Now let us catapult ourselves back to the present day. Lunch hours, coffee breaks and the ever popular split-shifts scenario do not apply to this Trade. When you become a Chef, you fore-go the Working Time Directive. Like Hanger 18, the Man in the Moon and a Souffle Pump......it does not exsist. You will work as and when you are told. You will not moan, cry, shout, jump up and down screaming "I am tired" or "I have to have a break, it's the Law". There is no Union you can turn to and even if there was, they wouldn't blink an eye. It is how it is. Get used to it, because if you struggle with your first day of being pushed from pillar to post, shouted at and mentally abused then it is time to hang up the standard issue apron and walk out the door. You will never get used to it.
Forrest Gump was wrong and so was his Mama. Life is not like a box of chocolates. You do know what your going to get due to the piece of card on the top of the chocolates and by reading the fine print listing the chocolates and ingredients on the back of the box. You join this Industry, you better be prepared for all that comes with it. It ain't pretty, sociable or easy. It's hard graft and it will break you, but, you will become accustomed to it and you will succeed if you want to. Long Live The All-Day Shift!
Great news my fellow foodies, I now have a website! Still under construction though and will hopefully be ready within the next four weeks. My Blog will continue as normal even after the site is up and running.

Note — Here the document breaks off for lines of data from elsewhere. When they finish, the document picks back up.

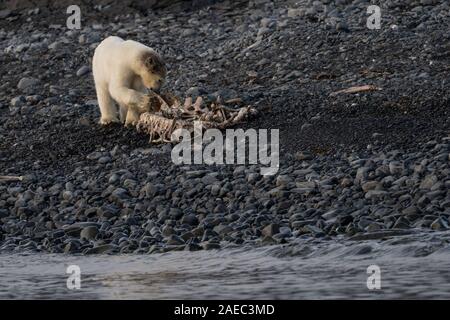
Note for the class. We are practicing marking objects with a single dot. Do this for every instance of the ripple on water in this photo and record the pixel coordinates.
(412, 266)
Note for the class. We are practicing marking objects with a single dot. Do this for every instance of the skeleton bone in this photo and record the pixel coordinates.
(169, 115)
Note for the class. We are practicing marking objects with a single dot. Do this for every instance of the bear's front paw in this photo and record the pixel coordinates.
(144, 103)
(106, 121)
(132, 118)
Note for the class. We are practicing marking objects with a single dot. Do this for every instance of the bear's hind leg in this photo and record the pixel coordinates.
(123, 110)
(108, 108)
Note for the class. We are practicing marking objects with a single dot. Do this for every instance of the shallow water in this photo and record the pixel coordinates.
(412, 266)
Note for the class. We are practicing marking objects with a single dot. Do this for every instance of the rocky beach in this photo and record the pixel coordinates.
(353, 166)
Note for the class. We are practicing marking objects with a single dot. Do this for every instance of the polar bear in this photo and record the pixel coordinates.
(123, 72)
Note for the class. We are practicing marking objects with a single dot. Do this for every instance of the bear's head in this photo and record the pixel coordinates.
(154, 71)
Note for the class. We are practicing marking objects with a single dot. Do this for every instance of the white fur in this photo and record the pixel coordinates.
(119, 77)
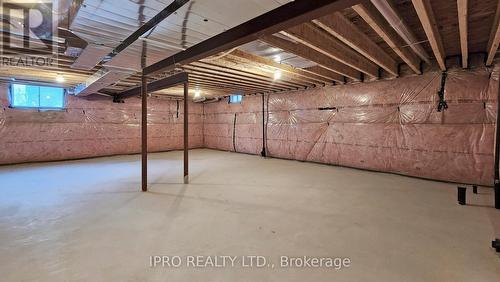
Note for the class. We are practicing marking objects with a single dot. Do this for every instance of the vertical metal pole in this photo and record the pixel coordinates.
(263, 152)
(144, 120)
(497, 157)
(186, 134)
(144, 133)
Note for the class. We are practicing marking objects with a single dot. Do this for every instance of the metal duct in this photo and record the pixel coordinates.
(390, 14)
(102, 78)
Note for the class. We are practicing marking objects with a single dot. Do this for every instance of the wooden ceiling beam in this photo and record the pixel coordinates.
(494, 38)
(242, 69)
(223, 86)
(239, 74)
(312, 55)
(228, 77)
(462, 6)
(333, 76)
(265, 68)
(315, 79)
(343, 29)
(426, 16)
(313, 37)
(193, 74)
(377, 22)
(283, 17)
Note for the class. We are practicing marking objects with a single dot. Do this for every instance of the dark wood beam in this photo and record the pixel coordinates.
(426, 16)
(462, 6)
(379, 24)
(343, 29)
(313, 37)
(494, 38)
(281, 18)
(312, 55)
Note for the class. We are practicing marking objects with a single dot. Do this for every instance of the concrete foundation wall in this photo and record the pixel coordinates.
(390, 126)
(92, 127)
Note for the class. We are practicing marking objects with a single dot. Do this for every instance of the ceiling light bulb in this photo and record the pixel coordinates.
(277, 74)
(60, 78)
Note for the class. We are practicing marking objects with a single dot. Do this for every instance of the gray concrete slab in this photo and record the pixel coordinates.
(86, 220)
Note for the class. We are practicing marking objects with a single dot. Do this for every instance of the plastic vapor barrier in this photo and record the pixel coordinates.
(389, 126)
(92, 127)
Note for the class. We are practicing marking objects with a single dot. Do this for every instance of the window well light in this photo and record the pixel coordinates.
(277, 74)
(60, 78)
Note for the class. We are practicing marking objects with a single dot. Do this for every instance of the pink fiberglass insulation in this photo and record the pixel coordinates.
(389, 126)
(93, 127)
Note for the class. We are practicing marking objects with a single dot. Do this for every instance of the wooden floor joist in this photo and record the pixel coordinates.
(313, 37)
(494, 40)
(313, 56)
(377, 22)
(426, 16)
(343, 29)
(462, 6)
(281, 18)
(230, 73)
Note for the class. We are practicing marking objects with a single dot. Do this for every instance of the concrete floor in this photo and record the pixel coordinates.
(86, 221)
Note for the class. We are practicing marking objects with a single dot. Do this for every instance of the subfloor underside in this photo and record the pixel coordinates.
(86, 220)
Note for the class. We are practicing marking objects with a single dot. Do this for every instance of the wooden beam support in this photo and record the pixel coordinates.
(326, 73)
(246, 70)
(494, 38)
(462, 6)
(231, 76)
(281, 18)
(343, 29)
(203, 77)
(144, 134)
(313, 56)
(269, 70)
(223, 77)
(313, 37)
(426, 16)
(186, 133)
(377, 22)
(176, 79)
(315, 79)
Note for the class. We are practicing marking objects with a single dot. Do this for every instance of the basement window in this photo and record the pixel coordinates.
(235, 99)
(36, 97)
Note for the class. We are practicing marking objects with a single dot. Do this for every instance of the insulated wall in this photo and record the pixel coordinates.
(390, 126)
(93, 127)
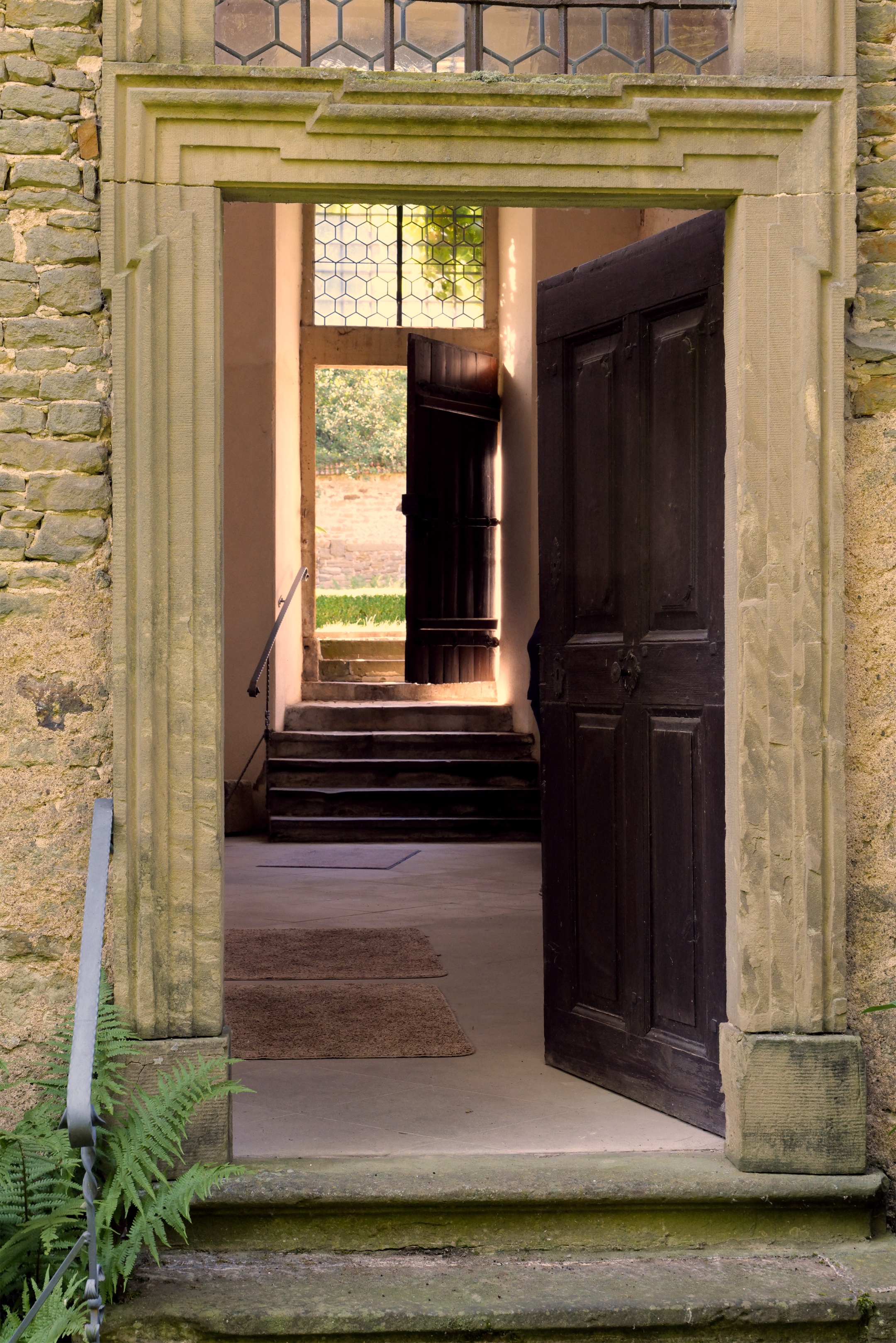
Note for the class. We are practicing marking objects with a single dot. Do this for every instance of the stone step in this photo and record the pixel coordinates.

One thing I have noticed recently is the lack of comments! Do not be afraid my dears! Grumpy Chef Groupies......where have you gone? I feel abandoned! Comments help Blogs to move forward. Not happy about something, let me know. Happy about something, then let me know. I write for myself, yet others enjoy reading it and that makes me happy.
And finally......the News.
Two companies, Cains and Food and Drink Group, have called in the Administrators this week. It is starting my wonderful Woodcocks'! The beginning of the End for the Pub Industry. Yet the larger groups are not only seeing a fantastic profit, but are building more Hotels, Casinos and even Restaurants. Why? Answers on a postcard please!